European Commission President Jean-Claude Juncker slammed EU member states for providing less than half of the guards pledged to the bloc’s Frontex border agency in migrant and refugee hotspots Greece and Italy.
“Member states have been moving slowly at a time when they should be running,” he said.
Of the 775 border guards needed, EU countries have only provided 326 over the past month, Juncker said, adding that many bloc members had also failed to keep their promises of financial support.
The stinging criticism came after the EU vowed to help set up 100,000 places in reception centers in Greece and along the migrant and refugee route through the Balkans as part of a 17-point action plan devised with the countries most affected by the crisis.
German Chancellor Angela Merkel and French President Francois Hollande yesterday held talks in Paris, with a French official saying afterwards the two shared “the same position on what should be done politically and. .. on the front line.”
More than half of this year’s arrivals in Europe so far have been from Syria, which has been torn apart by a four-year civil war, followed by Afghanistan and Iraq, the UN refugee agency said on Tuesday.
“They have a right to seek asylum without any form of discrimination,” UN Undersecretary-General for Humanitarian Affairs and Emergency Relief Coordinator Stephen O’Brien said, warning that the worsening crisis in Syria meant about 13.5 million people were now in need of assistance.
“This is one of the largest displacement crises of modern times,” he said.
More than half a million people have reached Greece’s shores and about 140,000 have arrived in Italy since January, while at least 3,200 have either died or gone missing while making the perilous journey across the Mediterranean.
The flow shows no sign of abating, despite the rapid approach of winter, according to the International Organization for Migration, which reported the arrival of more than 9,000 people in Greece over the weekend.
Europe launched a military operation against people smugglers three weeks ago, but it has not seized any vessels or made any arrests so far, and its No. 2 warned it will have little effect without taking to Libyan waters.
“The operation will only be effective when we can work close to the [smuggler] networks, go after the big fish, not the little ones who go out to sea,” EU Navfor commander Rear Admiral Herve Blejean said in Rome.
Most refugees and migrants are heading for western Europe, particularly Germany, and on Tuesday, officials said that a group were locked in a standoff with Swedish authorities, complaining that the village where they have been taken is “too cold” and isolated.
The influx of people has overwhelmed countries along the refugee and migrant trail up from Greece through the Balkans.
More than 83,600 people have arrived in Slovenia since the middle of this month after Hungary shut its Croatian border with a razor-wire fence, police said on Tuesday.

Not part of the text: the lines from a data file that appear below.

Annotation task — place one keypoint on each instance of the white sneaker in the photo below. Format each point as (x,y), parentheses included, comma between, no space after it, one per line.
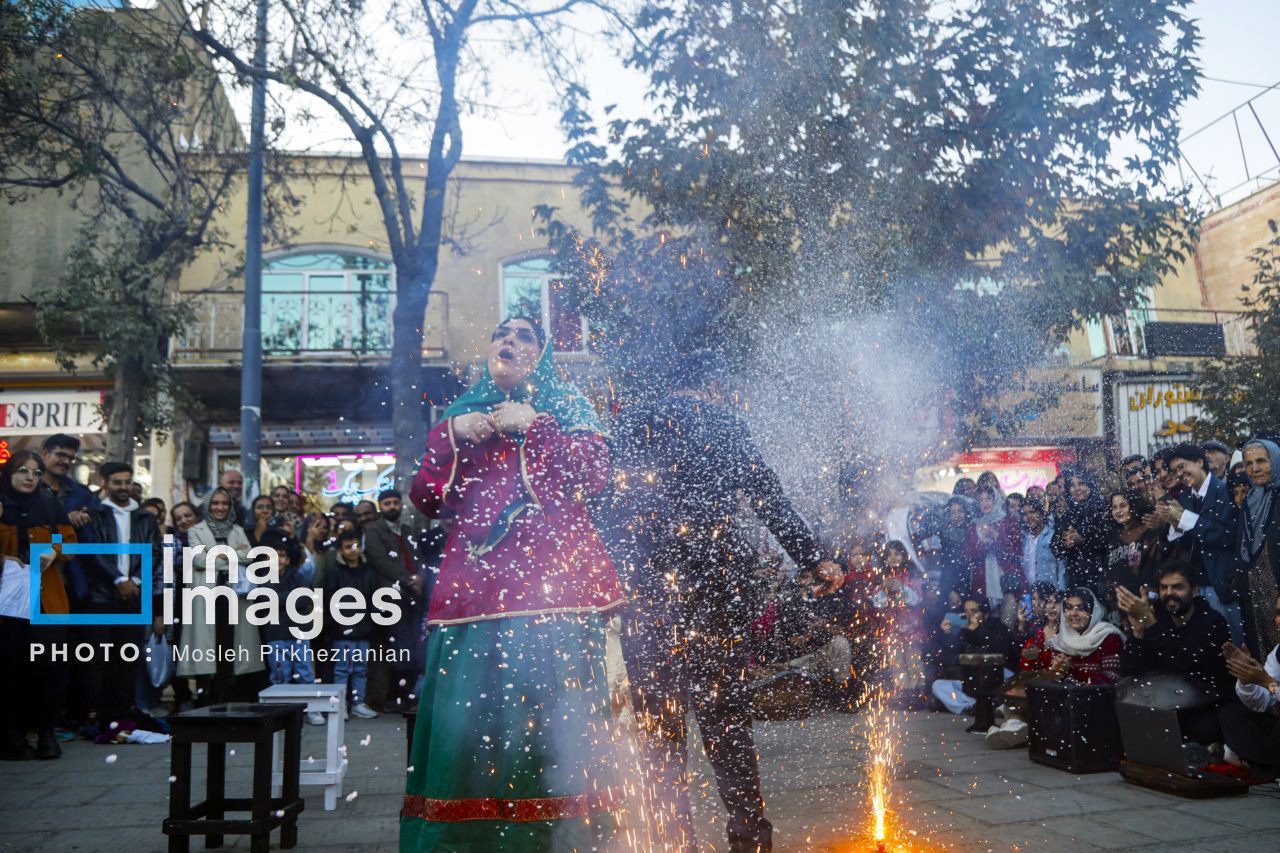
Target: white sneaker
(1015,733)
(364,711)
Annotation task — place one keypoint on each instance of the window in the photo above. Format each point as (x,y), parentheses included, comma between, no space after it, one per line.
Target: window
(1128,331)
(327,302)
(530,288)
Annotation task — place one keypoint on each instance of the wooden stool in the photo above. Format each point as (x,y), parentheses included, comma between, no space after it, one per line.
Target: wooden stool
(329,699)
(219,725)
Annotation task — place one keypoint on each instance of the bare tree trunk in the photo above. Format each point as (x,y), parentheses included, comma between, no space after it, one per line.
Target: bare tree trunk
(122,419)
(408,422)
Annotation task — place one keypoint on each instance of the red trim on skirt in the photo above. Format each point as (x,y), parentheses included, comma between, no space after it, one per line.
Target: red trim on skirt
(512,811)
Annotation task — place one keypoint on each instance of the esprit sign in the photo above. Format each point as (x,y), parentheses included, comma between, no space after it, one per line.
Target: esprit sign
(42,413)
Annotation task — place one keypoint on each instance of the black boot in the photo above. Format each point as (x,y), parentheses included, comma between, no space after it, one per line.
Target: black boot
(16,747)
(48,746)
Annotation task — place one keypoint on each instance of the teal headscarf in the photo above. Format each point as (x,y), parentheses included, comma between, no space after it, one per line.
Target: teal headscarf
(543,389)
(545,392)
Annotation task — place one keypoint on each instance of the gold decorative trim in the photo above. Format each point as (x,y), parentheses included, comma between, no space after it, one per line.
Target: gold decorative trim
(453,468)
(511,811)
(522,614)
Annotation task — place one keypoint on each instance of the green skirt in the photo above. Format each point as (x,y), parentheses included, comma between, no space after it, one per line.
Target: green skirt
(513,742)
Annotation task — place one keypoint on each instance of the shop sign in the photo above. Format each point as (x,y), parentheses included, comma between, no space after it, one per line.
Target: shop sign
(1078,413)
(1151,414)
(346,478)
(44,413)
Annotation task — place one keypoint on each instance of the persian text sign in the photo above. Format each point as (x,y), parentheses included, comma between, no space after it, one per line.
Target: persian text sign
(42,413)
(1078,410)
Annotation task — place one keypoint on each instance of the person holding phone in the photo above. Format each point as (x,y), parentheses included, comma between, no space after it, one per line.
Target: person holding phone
(979,634)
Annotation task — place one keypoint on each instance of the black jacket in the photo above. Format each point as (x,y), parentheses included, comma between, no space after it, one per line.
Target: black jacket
(1087,561)
(1211,543)
(1194,649)
(103,570)
(343,576)
(991,637)
(680,466)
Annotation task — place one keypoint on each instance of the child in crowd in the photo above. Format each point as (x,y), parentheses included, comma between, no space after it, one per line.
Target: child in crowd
(899,605)
(351,642)
(291,657)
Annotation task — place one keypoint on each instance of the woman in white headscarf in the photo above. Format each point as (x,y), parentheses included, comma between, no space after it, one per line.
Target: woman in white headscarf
(1088,647)
(1260,559)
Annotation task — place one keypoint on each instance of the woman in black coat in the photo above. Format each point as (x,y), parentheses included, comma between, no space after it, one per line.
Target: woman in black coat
(1258,547)
(1080,533)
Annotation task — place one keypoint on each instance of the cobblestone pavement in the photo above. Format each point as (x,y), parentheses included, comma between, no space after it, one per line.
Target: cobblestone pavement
(950,792)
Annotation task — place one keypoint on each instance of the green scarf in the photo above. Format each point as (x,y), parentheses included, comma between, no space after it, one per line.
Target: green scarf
(543,389)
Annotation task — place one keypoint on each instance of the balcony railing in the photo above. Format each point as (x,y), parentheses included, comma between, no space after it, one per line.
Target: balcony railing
(1127,336)
(306,325)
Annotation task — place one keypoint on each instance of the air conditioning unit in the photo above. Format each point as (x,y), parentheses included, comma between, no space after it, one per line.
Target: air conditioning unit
(1185,340)
(193,455)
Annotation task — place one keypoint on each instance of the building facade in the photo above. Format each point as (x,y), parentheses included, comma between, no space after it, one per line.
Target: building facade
(328,299)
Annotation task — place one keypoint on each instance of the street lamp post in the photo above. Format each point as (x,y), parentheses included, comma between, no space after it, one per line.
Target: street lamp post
(251,359)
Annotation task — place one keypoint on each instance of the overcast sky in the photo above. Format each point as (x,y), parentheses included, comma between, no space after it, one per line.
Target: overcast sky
(1239,44)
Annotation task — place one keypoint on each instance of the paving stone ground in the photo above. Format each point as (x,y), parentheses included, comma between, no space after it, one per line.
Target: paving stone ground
(951,792)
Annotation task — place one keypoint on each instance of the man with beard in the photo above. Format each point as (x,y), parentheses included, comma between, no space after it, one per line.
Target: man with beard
(680,465)
(1183,635)
(392,551)
(115,589)
(233,482)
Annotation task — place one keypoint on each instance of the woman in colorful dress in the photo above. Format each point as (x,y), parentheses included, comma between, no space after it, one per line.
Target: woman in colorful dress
(512,749)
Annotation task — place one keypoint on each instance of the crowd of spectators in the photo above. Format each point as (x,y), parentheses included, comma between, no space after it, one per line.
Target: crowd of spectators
(1155,566)
(1159,566)
(360,547)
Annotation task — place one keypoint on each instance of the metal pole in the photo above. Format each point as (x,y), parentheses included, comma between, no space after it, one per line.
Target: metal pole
(251,360)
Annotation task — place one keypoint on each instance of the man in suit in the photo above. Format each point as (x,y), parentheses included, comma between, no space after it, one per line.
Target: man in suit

Tiny Slovenia, which has a population of just 2 million, reiterated its warning that it is also considering building a fence if the newly announced EU plans aimed at tackling the crisis fail to produce quick results.
“If the situation worsens and the Brussels action plan is not fulfilled, then Slovenia has several scenarios prepared, [including] the installation of a fence guarded by forces,” Slovenian Foreign Minister Karl Erjavec said.